Even though Afonso had no formal background in fashion, her parents used to run fashion retail stores in Portugal, so she’d always had a passion for the industry. And she still uses her background in photography and web design with Hoshi today, wearing many hats, if you will.
“The day we launched last May, I couldn’t believe it was finally happening,” she says. “Every brand takes time to build and sales are important, for sure, but we want people to see that we’re doing something that goes beyond that. That’s what gives me motivation to continue and makes me feel proud.”
Hoshi gives one percent of its sales to Chicago-based Dress for Success, a global nonprofit organization that provides professional attire for low-income women to help support their job-search and interview process.

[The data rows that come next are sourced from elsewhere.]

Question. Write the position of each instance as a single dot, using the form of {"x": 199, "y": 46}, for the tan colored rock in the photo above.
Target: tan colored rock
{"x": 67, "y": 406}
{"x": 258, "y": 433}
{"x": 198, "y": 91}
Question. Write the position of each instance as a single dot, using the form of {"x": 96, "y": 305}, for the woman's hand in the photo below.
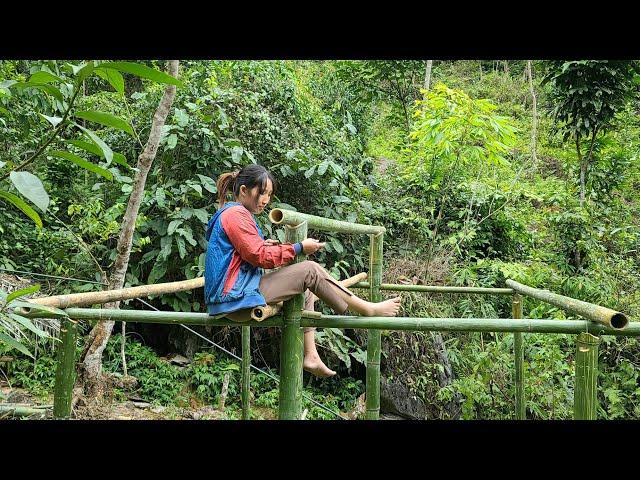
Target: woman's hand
{"x": 311, "y": 245}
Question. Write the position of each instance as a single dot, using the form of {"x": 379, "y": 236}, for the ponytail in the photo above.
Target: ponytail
{"x": 251, "y": 176}
{"x": 224, "y": 181}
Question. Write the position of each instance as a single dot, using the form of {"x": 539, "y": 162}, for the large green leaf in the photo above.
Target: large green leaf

Not only does Hoshi donate money, but Afonso gives her time, too, and volunteers when she can.
“Dress for Success really resonates with what we are doing,” says Afonso. “Not everyone is in the position to start something because they simply might not have the resources or connections, but we all have dreams. We want to help women come back to work and find their way.”
Hoshi does just that outside of Chicago as well by working with artisans worldwide who bring their vision to life with contemporary designs that
are usable for day-to-day life. Next up Hoshi plans to launch bracelets made by the Maasai tribe in Kenya and a new hat soon after.
But first, Afonso plans to spend the summer in Portugal with her kids and wants them to know they’re Portuguese, even though one was born in Switzerland and the other in Sweden. And, until then, she’s taking painting and drawing classes at the Stirling Hall Art Center in Lake Forest every Tuesday, focused on charcoal portraiture; frequenting Sushi Kushi Toyo, the Deer Path Inn and Mino’s Italian; and cross-country skiing at the Lake Bluff Golf Course.
“It’s been very easy to adjust,” says Afonso. “The community is great. We all love it here. I think we’ll stay for a while.”